Peso rilevante degli obiettivi programmatici di "Lanuvio Futura" ha poi il tema della trasparenza e della legalità: «Grande importanza per noi sarà l'Osservatorio della legalità e della sicurezza allo scopo di monitorare reati, capacità di risposta delle forze dell'ordine, ma anche e soprattutto vigilanza dei cittadini e partecipazione. Altro Osservatorio sarà quello sulle politiche di accoglienza e di convivenza per supervisionare le condizioni di vita e di lavoro dei migranti nel nostro territorio e per dare accesso ai servizi e alle forme di tutela sindacale. In ultimo il coordinamento intercomunale per il pieno utilizzo dei beni confiscati alla mafia e l'adesione alla Carta di Pisa, codice etico degli Enti Locali contro le infiltrazioni mafiose negli enti locali». Tante dunque le proposte programmatiche della lista rovigattiana: ma quali sarebbero realizzate nei primi 100 giorni di governo, in caso di vittoria elettorale?

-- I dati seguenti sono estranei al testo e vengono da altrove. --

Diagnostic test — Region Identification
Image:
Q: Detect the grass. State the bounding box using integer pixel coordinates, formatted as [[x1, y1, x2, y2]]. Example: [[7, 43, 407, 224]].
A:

Tra le tante «l'informatizzazione dell'attività amministrativa, di comunicazione e partecipazione dei cittadini; la variante di salvaguardia del territorio a maggior valore paesaggistico, che elimini gli errori più vistosi del Prg vigente; la ridefinire del "Programma di riqualificazione urbana del comprensorio denominato Le Casette", promosso dall'Ater provinciale, nel pieno rispetto dei vincoli archeologici e paesaggistici vigenti; la creazioni di circuiti ciclo pedonali, la raccolta differenziata su tutto il territorio e la riqualificazione dell'area della Cava archeologica dell'Astura», chiosa Rovigatti.